Interesting installation method discussion, I tend to agree with I-wire on the connection. Around here the universal engineered specification regarding feeders and service entrance states "Transition from schedule 40 PVC to galvanized rigid steel ninety degree elbow coated with bitimius where in contact with soil or concrete". Coating elbows is a job reserved for a deserving apprentice, NASTY. Especially nasty on 102 degree day with humidity around 85%...of course those days aren't comfortable for anyone on the job. I have seen schedule 40 elbows installed by others where "Hopefully" the rope and not the conductors burnt out back side on longer pulls. Branch circuit in slab, the GRS elbows are at contractor's option depending on the length of the pulls, we normally use them at the panels and at the other end ot the run if it exceeds 200' transitioning to EMT withing 18" of FF if rising above.
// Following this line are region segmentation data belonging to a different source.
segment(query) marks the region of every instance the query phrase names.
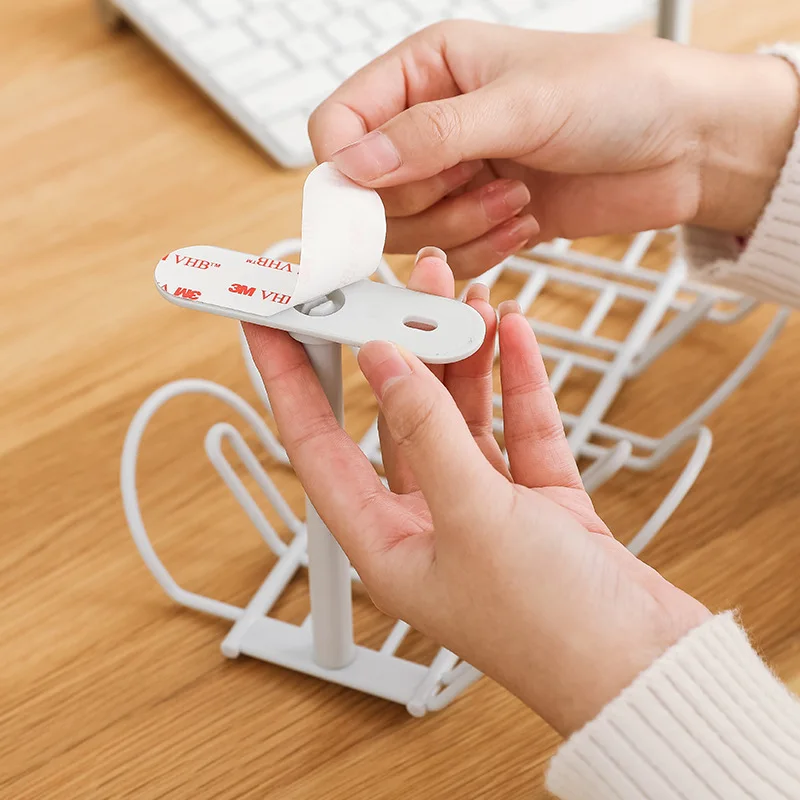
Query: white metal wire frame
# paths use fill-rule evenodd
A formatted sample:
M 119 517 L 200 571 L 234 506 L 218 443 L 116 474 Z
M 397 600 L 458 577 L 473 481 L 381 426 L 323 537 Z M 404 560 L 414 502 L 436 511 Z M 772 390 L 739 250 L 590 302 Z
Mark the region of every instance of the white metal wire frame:
M 588 313 L 576 328 L 550 322 L 538 315 L 529 317 L 533 329 L 543 340 L 542 354 L 552 365 L 549 374 L 556 396 L 574 369 L 588 370 L 598 376 L 598 382 L 580 413 L 562 414 L 572 451 L 576 458 L 582 458 L 587 464 L 583 471 L 587 491 L 596 491 L 621 470 L 651 472 L 683 444 L 694 443 L 677 480 L 628 545 L 637 554 L 662 528 L 700 473 L 711 447 L 711 433 L 703 424 L 705 419 L 752 372 L 785 324 L 788 313 L 784 309 L 778 310 L 759 341 L 738 367 L 694 412 L 665 436 L 653 438 L 608 424 L 604 421 L 606 414 L 625 382 L 649 367 L 695 325 L 701 321 L 733 324 L 751 313 L 756 306 L 753 300 L 734 292 L 688 280 L 685 265 L 680 258 L 673 259 L 664 272 L 643 267 L 642 261 L 653 245 L 655 236 L 655 233 L 649 232 L 633 237 L 620 260 L 590 255 L 576 249 L 571 242 L 558 240 L 507 259 L 481 279 L 482 282 L 493 285 L 509 276 L 517 281 L 522 278 L 522 288 L 517 299 L 526 312 L 531 309 L 545 287 L 550 291 L 554 287 L 557 290 L 559 285 L 568 285 L 592 298 Z M 266 255 L 273 258 L 286 256 L 297 252 L 299 245 L 297 240 L 280 242 L 270 248 Z M 386 282 L 398 282 L 386 264 L 381 266 L 378 277 Z M 598 331 L 618 299 L 634 301 L 639 311 L 634 315 L 627 335 L 615 340 L 600 335 Z M 227 422 L 214 425 L 206 435 L 206 453 L 267 546 L 278 557 L 278 562 L 247 609 L 204 597 L 179 586 L 153 549 L 139 508 L 136 463 L 141 438 L 151 417 L 168 400 L 192 393 L 209 394 L 227 403 L 253 429 L 264 450 L 276 463 L 289 463 L 279 440 L 264 422 L 264 412 L 269 413 L 269 400 L 243 338 L 242 344 L 249 375 L 264 409 L 256 411 L 238 395 L 210 381 L 184 380 L 167 384 L 151 395 L 134 417 L 125 441 L 121 469 L 122 495 L 128 524 L 134 541 L 156 580 L 176 602 L 235 623 L 245 615 L 255 615 L 259 619 L 268 618 L 269 610 L 283 589 L 297 570 L 307 564 L 304 524 L 292 513 L 239 431 Z M 495 398 L 495 406 L 498 413 L 496 429 L 500 433 L 502 408 L 499 396 Z M 250 495 L 223 453 L 224 441 L 230 443 L 244 468 L 255 479 L 263 494 L 261 502 L 266 500 L 286 525 L 291 537 L 288 544 L 270 525 L 259 501 Z M 363 437 L 361 447 L 373 463 L 380 463 L 376 423 Z M 354 571 L 352 578 L 354 581 L 358 580 Z M 275 629 L 276 635 L 281 630 L 297 627 L 275 622 L 276 625 L 283 626 L 280 630 Z M 300 629 L 308 624 L 307 619 Z M 398 621 L 381 648 L 375 651 L 375 658 L 378 659 L 375 662 L 376 671 L 379 672 L 386 665 L 393 669 L 406 669 L 400 681 L 406 682 L 406 688 L 395 691 L 375 687 L 370 690 L 373 694 L 404 703 L 414 715 L 422 715 L 426 711 L 447 705 L 477 680 L 480 673 L 469 664 L 459 663 L 458 658 L 445 649 L 441 649 L 427 667 L 398 658 L 397 648 L 408 630 L 404 622 Z M 229 634 L 222 647 L 223 653 L 231 657 L 239 653 L 237 642 L 231 640 L 232 635 Z M 275 660 L 269 655 L 264 658 Z M 285 665 L 336 680 L 329 674 L 322 674 L 304 665 Z M 400 675 L 400 672 L 397 674 Z M 363 688 L 356 682 L 348 683 L 346 679 L 339 682 Z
A tip you may want to incorporate with branch circuits in slab is what we call a cheap insurance policy, plus it gives you access to 120V to fire alarm door holders or other small 120V loads requirement, we stub up into the hallways from the first receptacle in the run and into the room with the last receptacle in the room so that should we lose a homerun we don't lose all the receptacles in the run.

Have a great day out there and be SAFE, a millisecond of inattention can cause a lifetime of pain or end your life!